Today, as I exited the interstate, just for a second, I considered not steering. I considered what would happen if I didn't. If I just crashed. On purpose. Into cement barricades that were left on the shoulder of the ramp for some construction going on. I considered really, how bad would it be? I considered that I wouldn't have to worry about the guilt of leaving my family - I wouldn't be around to know. But then, happily in this case, I also considered what that would really mean for my children. How they wouldn't understand. How they would grow up thinking that Mommy didn't love them enough to stick around. Funny, I never considered any pain that might be involved, and to be honest, I didn't much consider how Steve would be affected. I think on some level, I kind of believe there would be a little relief for him. I'm sure I'm not exactly the most fun person to be around these days. Our tiff this morning and the small bickering flare-ups over the last few weeks would be some evidence of that.

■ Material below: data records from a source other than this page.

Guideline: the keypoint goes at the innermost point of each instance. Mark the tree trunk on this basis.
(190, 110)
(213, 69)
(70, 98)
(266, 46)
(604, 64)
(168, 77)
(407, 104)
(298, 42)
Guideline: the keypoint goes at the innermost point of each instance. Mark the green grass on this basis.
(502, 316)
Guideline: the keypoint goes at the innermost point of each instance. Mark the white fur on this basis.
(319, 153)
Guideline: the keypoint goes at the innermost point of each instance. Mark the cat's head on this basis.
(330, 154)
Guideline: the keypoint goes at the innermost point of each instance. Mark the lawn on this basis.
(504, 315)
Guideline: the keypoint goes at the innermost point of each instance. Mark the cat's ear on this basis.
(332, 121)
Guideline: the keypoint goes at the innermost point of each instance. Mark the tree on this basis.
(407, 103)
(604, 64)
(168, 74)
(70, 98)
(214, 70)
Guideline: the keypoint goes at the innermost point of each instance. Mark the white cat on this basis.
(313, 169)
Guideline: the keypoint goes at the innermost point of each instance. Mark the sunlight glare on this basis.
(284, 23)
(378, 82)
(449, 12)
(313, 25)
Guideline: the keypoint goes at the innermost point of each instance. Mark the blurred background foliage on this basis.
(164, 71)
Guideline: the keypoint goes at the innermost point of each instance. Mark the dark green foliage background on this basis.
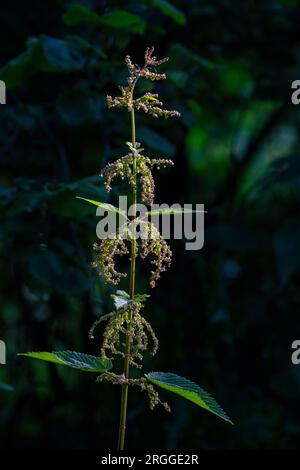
(226, 315)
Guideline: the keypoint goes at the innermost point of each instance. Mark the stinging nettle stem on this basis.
(124, 397)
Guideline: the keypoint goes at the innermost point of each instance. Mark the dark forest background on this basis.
(225, 315)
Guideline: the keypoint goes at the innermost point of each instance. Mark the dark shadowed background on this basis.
(225, 315)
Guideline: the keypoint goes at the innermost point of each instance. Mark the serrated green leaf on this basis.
(187, 389)
(170, 10)
(107, 207)
(73, 359)
(120, 298)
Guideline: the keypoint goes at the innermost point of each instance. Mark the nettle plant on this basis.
(127, 332)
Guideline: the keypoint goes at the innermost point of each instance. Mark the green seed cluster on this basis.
(116, 332)
(107, 250)
(148, 103)
(124, 168)
(155, 244)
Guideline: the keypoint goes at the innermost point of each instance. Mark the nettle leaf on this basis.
(107, 207)
(73, 359)
(121, 298)
(78, 14)
(170, 10)
(120, 19)
(187, 389)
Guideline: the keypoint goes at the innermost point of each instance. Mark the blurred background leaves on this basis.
(226, 315)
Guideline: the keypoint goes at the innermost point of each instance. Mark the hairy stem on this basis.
(124, 398)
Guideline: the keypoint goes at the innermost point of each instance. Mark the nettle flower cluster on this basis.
(126, 325)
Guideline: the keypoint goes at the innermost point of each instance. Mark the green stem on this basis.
(124, 398)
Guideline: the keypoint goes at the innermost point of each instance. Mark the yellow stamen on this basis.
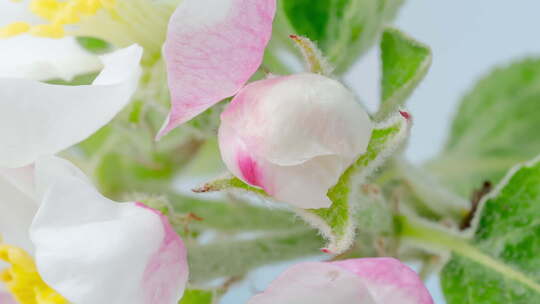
(59, 14)
(23, 280)
(14, 29)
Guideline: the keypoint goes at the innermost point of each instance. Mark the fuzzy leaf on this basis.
(197, 296)
(502, 265)
(495, 128)
(343, 29)
(405, 62)
(337, 223)
(235, 257)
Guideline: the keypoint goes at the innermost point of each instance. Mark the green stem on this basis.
(432, 236)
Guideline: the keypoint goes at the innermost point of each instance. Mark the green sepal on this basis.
(197, 296)
(337, 223)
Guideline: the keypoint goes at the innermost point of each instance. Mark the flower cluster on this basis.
(292, 136)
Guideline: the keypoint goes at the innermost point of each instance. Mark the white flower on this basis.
(356, 281)
(38, 119)
(87, 248)
(294, 136)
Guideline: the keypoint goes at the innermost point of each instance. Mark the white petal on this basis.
(315, 283)
(39, 119)
(294, 136)
(6, 298)
(93, 250)
(388, 280)
(291, 119)
(355, 281)
(12, 11)
(17, 208)
(44, 59)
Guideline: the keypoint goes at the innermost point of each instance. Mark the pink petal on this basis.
(213, 47)
(294, 136)
(93, 250)
(356, 281)
(6, 298)
(167, 268)
(389, 280)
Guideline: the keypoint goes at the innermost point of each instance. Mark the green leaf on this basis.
(235, 216)
(405, 62)
(503, 264)
(343, 29)
(94, 45)
(337, 223)
(235, 257)
(197, 296)
(495, 128)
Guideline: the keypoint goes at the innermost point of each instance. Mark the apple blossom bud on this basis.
(294, 136)
(356, 281)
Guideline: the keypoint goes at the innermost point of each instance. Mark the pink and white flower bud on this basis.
(294, 136)
(356, 281)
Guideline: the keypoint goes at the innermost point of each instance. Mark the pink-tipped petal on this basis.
(389, 280)
(212, 49)
(294, 136)
(93, 250)
(356, 281)
(167, 268)
(315, 283)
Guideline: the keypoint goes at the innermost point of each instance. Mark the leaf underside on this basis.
(503, 265)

So in a way, I think my brief consideration of options and outcomes this morning was a good thing. It scared me. And you know, I know those are not the kind of thoughts I should be having on my way to work in the morning. Okay, maybe on a Monday, but, hey, there are better ways to get out of working - calling in sick may not be permanent, but it does get you out of work for a day or two. My doctor's office opens at 9:00. I called at 9:01. Amazingly (or not, God and I did have quite the one-sided conversation this morning after that), they have an appointment tomorrow. I will be discussing my level of prescripted help at 10:00 tomorrow morning. I will be asking if perhaps we can consider the possibility that a stronger dose might be of some assistance to me. In other words, I will do all I can to resist begging him to give me more drugs in the desperate hope that I can go back to feeling "normal." And by normal, I mean fighting with my husband, yelling at my kids, getting cranky when I am hungry, but managing to drive to work while keeping the van and myself in one piece.
So now, today, I sit here at work in my new cube in my new department in my new job (all of which I love, love, LOVE), and I am faking it. Every time someone stops by or calls or I have to go to a meeting, I am all smiles and happiness and laughing with the world. And then as soon as I am by myself again, I struggle not to just put my head down on my desk and let it all out. Back when I was normal, sometimes, a good cry would make me feel better. Yes, it's weird, but I think it's a girl thing. I realized today that a good cry would leave me feeling exactly the way I feel right now. So really, why bother?
Seriously, I think men need to give women a little more credit about this whole faking it thing. It is done to preserve their ego, after all, and it is not as easy as it seems! It's hard and it's exhausting to make other people think everything is just hunky dory. Politicians must be tired all the time!